Requisitos para mantener la reducción del 50 %
Es vital entender que esta bonificación del 50 % solo es aplicable si los ingresos se consignan correctamente en la declaración antes de que medie cualquier requerimiento de la Agencia Tributaria. Si un propietario olvida declarar el hecho de alquilar una habitación y decide regularizarlo a posteriori tras recibir una notificación, perderá automáticamente el derecho a la reducción, tributando por el rendimiento íntegro generado.
Por otro lado, la acreditación del uso de la vivienda es una responsabilidad que recae exclusivamente sobre el propietario. Ante una inspección, la documentación más sólida para justificar que se ha optado por alquilar una habitación como residencia permanente combina el contrato formalizado bajo la LAU, el certificado de empadronamiento del arrendatario y los justificantes bancarios de los pagos mensuales. Los acuerdos verbales o cobros en efectivo sitúan al contribuyente en una posición de extrema vulnerabilidad.
El cálculo preciso de los gastos deducibles
Otro foco de error frecuente aparece al determinar qué gastos se pueden restar de los ingresos brutos. Al alquilar la habitación, gastos generales como el IBI, la tasa de basuras, la comunidad de propietarios, el seguro del hogar o los intereses de la hipoteca solo son deducibles en la parte proporcional al espacio cedido.

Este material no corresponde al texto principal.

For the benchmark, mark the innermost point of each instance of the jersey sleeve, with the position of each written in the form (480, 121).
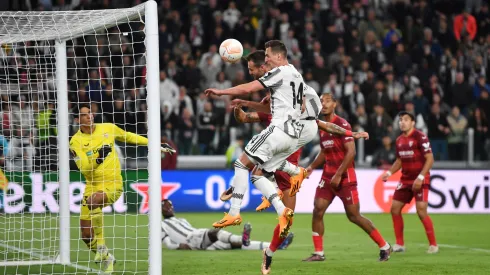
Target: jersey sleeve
(263, 116)
(128, 137)
(423, 144)
(80, 158)
(272, 79)
(346, 126)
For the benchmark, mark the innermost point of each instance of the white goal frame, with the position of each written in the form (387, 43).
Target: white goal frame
(12, 32)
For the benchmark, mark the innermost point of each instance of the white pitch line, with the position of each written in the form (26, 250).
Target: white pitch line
(460, 247)
(45, 258)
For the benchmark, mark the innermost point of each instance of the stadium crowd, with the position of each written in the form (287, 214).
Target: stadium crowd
(377, 56)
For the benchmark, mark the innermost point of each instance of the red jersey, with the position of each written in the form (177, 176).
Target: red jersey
(294, 158)
(411, 150)
(334, 150)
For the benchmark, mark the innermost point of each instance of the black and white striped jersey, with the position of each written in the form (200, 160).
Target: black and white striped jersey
(286, 85)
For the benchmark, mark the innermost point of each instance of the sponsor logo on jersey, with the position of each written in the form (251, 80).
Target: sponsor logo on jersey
(328, 143)
(406, 153)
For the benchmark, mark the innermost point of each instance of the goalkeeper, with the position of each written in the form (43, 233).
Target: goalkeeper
(92, 148)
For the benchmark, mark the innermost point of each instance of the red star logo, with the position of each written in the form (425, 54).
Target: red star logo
(167, 189)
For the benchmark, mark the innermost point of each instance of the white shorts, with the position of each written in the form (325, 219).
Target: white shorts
(269, 143)
(272, 146)
(199, 239)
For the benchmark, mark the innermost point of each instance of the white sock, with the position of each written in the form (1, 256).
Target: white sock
(289, 168)
(385, 247)
(256, 245)
(240, 187)
(269, 192)
(227, 237)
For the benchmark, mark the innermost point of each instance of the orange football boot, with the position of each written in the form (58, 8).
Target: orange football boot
(265, 202)
(228, 220)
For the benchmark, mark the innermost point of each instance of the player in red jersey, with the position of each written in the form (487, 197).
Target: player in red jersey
(414, 157)
(338, 180)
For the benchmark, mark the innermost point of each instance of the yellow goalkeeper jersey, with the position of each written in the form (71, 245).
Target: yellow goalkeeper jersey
(84, 149)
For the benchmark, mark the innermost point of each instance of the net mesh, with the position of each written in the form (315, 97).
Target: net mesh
(105, 69)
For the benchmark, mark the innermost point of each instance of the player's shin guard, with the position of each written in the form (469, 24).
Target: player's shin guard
(227, 237)
(378, 239)
(398, 227)
(240, 183)
(98, 225)
(255, 245)
(269, 191)
(275, 243)
(318, 243)
(429, 230)
(289, 168)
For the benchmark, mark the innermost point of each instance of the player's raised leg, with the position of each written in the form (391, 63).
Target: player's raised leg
(352, 210)
(421, 205)
(242, 170)
(396, 216)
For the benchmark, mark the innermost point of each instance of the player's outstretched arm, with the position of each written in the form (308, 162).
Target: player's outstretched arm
(337, 130)
(81, 159)
(239, 90)
(263, 106)
(395, 167)
(243, 117)
(133, 138)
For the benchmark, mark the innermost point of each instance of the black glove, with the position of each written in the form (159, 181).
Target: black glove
(167, 148)
(104, 151)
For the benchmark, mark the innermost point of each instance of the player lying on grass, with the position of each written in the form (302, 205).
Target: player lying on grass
(178, 233)
(414, 157)
(338, 180)
(92, 148)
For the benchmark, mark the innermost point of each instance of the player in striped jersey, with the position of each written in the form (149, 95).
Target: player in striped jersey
(178, 233)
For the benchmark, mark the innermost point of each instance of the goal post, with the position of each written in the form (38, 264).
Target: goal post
(40, 64)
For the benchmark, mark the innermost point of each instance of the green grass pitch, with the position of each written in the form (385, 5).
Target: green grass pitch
(464, 241)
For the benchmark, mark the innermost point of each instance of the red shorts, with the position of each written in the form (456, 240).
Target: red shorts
(405, 194)
(282, 180)
(347, 193)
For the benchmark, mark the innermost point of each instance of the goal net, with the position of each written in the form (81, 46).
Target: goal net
(50, 64)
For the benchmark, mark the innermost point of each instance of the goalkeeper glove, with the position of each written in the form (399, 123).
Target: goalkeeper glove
(167, 148)
(104, 151)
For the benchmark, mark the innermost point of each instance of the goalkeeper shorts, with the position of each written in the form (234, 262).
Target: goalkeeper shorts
(112, 191)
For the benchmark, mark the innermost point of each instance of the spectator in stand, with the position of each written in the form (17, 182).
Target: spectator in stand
(381, 123)
(384, 157)
(479, 86)
(186, 128)
(438, 133)
(465, 26)
(461, 93)
(479, 123)
(419, 119)
(206, 129)
(484, 102)
(169, 161)
(421, 103)
(457, 124)
(169, 91)
(443, 106)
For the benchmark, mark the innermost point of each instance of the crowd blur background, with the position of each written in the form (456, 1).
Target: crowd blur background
(378, 57)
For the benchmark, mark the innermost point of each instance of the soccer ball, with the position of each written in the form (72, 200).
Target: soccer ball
(231, 50)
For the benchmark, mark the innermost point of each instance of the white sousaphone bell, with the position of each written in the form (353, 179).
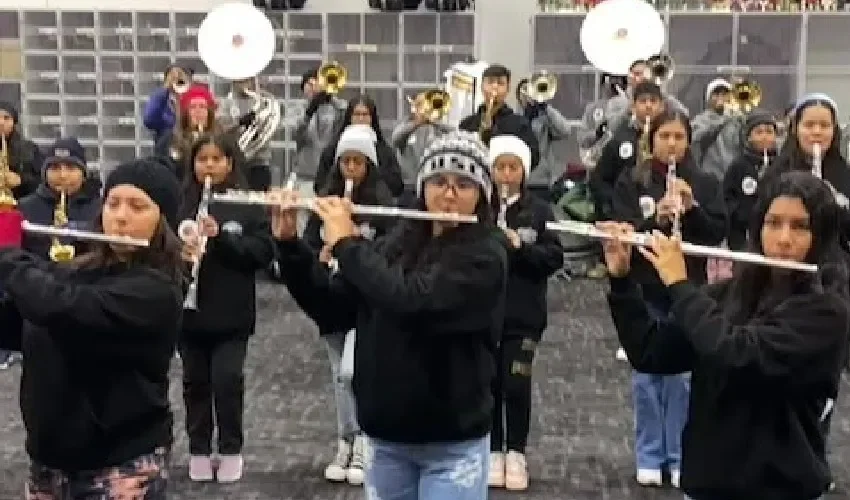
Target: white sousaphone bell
(236, 41)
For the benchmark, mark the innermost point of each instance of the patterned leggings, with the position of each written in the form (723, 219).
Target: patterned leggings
(144, 478)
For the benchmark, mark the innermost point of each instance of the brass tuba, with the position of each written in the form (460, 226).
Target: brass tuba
(332, 77)
(60, 252)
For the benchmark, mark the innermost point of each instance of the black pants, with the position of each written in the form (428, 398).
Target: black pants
(213, 378)
(512, 394)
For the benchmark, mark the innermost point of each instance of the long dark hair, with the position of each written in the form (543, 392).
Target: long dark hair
(408, 243)
(192, 188)
(642, 173)
(163, 254)
(792, 157)
(748, 283)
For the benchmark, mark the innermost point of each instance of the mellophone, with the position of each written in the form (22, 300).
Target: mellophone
(272, 199)
(643, 239)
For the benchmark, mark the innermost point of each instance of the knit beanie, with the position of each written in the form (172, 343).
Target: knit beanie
(459, 153)
(197, 92)
(513, 145)
(152, 177)
(359, 138)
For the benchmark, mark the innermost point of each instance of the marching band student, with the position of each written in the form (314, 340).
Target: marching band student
(741, 180)
(25, 159)
(410, 138)
(763, 347)
(495, 85)
(98, 336)
(644, 197)
(196, 117)
(534, 254)
(356, 161)
(64, 172)
(362, 111)
(621, 152)
(549, 126)
(214, 337)
(427, 302)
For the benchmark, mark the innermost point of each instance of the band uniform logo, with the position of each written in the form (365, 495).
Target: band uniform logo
(527, 235)
(749, 185)
(647, 206)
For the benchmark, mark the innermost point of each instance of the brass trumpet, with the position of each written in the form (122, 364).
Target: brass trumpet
(332, 77)
(433, 104)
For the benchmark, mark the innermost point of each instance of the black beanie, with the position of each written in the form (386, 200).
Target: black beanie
(9, 108)
(152, 177)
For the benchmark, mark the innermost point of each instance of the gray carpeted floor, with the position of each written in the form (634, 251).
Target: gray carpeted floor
(581, 445)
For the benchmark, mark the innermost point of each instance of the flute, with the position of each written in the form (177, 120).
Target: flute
(75, 234)
(643, 239)
(261, 198)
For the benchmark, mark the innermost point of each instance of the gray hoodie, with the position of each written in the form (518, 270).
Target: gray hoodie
(409, 140)
(312, 136)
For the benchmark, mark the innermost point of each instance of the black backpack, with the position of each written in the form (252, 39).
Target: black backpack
(394, 5)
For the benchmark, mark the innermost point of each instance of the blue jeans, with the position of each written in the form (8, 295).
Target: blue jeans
(433, 471)
(661, 410)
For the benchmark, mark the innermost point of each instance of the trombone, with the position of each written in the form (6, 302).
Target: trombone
(332, 77)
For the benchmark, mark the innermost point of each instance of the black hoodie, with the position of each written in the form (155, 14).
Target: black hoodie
(426, 337)
(97, 347)
(757, 388)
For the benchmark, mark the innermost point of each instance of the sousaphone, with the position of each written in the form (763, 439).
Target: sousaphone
(236, 41)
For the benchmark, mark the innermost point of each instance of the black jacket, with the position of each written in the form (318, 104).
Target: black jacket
(704, 224)
(505, 122)
(531, 265)
(387, 166)
(426, 337)
(740, 191)
(82, 209)
(227, 279)
(757, 389)
(618, 156)
(97, 347)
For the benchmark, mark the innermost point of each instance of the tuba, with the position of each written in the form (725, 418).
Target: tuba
(615, 34)
(236, 42)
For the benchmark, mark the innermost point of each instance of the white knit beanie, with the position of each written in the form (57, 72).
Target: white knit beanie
(511, 145)
(359, 138)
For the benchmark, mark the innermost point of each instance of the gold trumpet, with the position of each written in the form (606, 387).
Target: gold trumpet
(433, 104)
(60, 252)
(332, 77)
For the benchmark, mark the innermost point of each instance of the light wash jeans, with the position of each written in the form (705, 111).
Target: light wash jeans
(434, 471)
(346, 408)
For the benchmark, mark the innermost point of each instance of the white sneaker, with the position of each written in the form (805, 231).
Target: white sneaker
(675, 478)
(497, 470)
(337, 470)
(355, 474)
(200, 468)
(649, 477)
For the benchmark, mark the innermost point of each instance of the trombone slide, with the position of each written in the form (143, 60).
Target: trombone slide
(643, 239)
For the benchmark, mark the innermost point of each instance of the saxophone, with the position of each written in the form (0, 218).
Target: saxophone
(60, 252)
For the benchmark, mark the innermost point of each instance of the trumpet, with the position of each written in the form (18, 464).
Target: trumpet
(59, 252)
(63, 232)
(433, 104)
(643, 239)
(332, 77)
(192, 228)
(271, 199)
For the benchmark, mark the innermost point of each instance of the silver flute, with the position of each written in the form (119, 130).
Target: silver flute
(643, 239)
(75, 234)
(263, 198)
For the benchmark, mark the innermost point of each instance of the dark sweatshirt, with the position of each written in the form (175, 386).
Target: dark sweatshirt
(758, 387)
(426, 336)
(97, 346)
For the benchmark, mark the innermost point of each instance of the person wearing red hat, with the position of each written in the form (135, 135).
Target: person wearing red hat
(195, 117)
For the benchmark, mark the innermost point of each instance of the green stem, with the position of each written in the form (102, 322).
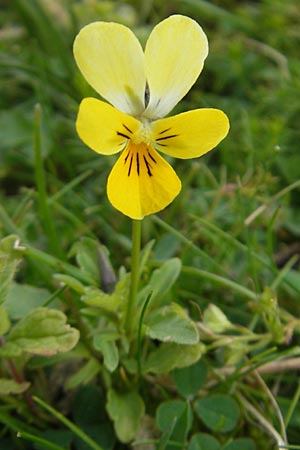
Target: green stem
(135, 272)
(74, 428)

La fórmula correcta consiste en calcular los metros cuadrados que utiliza el inquilino (incluyendo la parte proporcional de zonas comunes como el salón o la cocina) respecto al total de la vivienda. Intentar deducir el 100 % de estos costes cuando solo se ha decidido alquilar una habitación se considera una práctica indebida que deriva inevitablemente en liquidaciones paralelas y sanciones por parte de la administración. En definitiva, la transparencia y el cálculo milimétrico son las mejores herramientas para que esta fuente de ingresos extra no se convierta en un problema legal.